1. European Union Emissions Trading System (EU ETS): The EU ETS is the largest and oldest carbon trading scheme in the world. It covers more than 11,000 power stations and industrial plants in 31 European countries. Under this scheme, a cap is set on the total amount of greenhouse gas emissions allowed, and companies are allocated or can purchase emission allowances. If a company exceeds its allocated allowances, it must buy additional allowances from other companies or face penalties.

2. Kyoto Protocol's Clean Development Mechanism (CDM): The CDM is a project-based mechanism under the Kyoto Protocol, an international treaty aimed at reducing greenhouse gas emissions. It allows developed countries to invest in emission reduction projects in developing countries and receive Certified Emission Reductions (CERs) as credits. These credits can be used to meet their emission reduction targets.

3. Joint Implementation (JI): Similar to the CDM, the JI is another project-based mechanism under the Kyoto Protocol. It allows developed countries to invest in emission reduction projects in other developed countries and receive Emission Reduction Units (ERUs) as credits.

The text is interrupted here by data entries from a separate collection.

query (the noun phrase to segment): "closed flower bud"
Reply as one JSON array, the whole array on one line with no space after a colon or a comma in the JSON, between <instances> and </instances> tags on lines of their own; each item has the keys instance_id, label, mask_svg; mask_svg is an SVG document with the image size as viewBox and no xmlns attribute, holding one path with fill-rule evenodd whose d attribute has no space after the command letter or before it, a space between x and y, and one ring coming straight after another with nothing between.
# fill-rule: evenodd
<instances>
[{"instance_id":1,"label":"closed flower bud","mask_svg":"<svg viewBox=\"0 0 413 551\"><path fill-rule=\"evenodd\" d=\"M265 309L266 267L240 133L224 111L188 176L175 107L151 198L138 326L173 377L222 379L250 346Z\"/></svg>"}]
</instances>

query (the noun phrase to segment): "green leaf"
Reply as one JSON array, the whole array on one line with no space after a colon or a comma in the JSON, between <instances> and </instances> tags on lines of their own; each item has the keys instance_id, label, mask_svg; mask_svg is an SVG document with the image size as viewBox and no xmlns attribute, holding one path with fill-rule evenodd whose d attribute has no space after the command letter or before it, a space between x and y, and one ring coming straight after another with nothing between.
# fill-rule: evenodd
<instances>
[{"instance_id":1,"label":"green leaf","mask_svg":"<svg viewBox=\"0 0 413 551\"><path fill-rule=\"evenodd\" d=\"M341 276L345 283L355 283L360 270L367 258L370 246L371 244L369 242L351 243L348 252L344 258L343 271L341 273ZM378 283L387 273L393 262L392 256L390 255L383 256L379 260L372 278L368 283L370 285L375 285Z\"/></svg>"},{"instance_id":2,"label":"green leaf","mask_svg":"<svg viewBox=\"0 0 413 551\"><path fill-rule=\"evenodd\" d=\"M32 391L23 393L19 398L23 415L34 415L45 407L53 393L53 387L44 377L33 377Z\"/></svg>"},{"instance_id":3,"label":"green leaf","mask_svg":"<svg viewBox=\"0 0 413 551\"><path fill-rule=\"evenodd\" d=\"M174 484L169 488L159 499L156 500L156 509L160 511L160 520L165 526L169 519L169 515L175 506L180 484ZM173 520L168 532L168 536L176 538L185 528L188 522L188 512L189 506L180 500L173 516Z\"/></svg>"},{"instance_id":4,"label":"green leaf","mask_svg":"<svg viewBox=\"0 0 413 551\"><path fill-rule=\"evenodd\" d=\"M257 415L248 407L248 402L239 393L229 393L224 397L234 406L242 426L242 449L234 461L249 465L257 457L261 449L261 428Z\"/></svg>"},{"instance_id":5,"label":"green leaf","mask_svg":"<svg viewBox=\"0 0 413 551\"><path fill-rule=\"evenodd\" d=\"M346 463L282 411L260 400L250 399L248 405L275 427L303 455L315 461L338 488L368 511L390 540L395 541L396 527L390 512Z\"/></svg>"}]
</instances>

These credits can be used to meet their emission reduction targets.

4. California Cap-and-Trade Program: The California Cap-and-Trade Program is the largest carbon trading scheme in the United States. It covers various sectors, including electricity generation, industrial processes, and transportation. Under this program, companies are required to hold a sufficient number of allowances to cover their emissions. They can buy and sell allowances through quarterly auctions or in the secondary market.

5. Regional Greenhouse Gas Initiative (RGGI): The RGGI is a cooperative effort among ten northeastern and mid-Atlantic states in the United States. It is the first mandatory market-based program in the country to reduce greenhouse gas emissions from the power sector. Under this scheme, power plants must hold allowances equal to their emissions, and these allowances can be bought and sold in quarterly auctions.

These major international carbon trading schemes aim to provide economic incentives for reducing greenhouse gas emissions and promote the transition to a low-carbon economy. By creating a market for carbon credits, these schemes encourage companies to invest in cleaner technologies and practices, ultimately contributing to global efforts to mitigate climate change.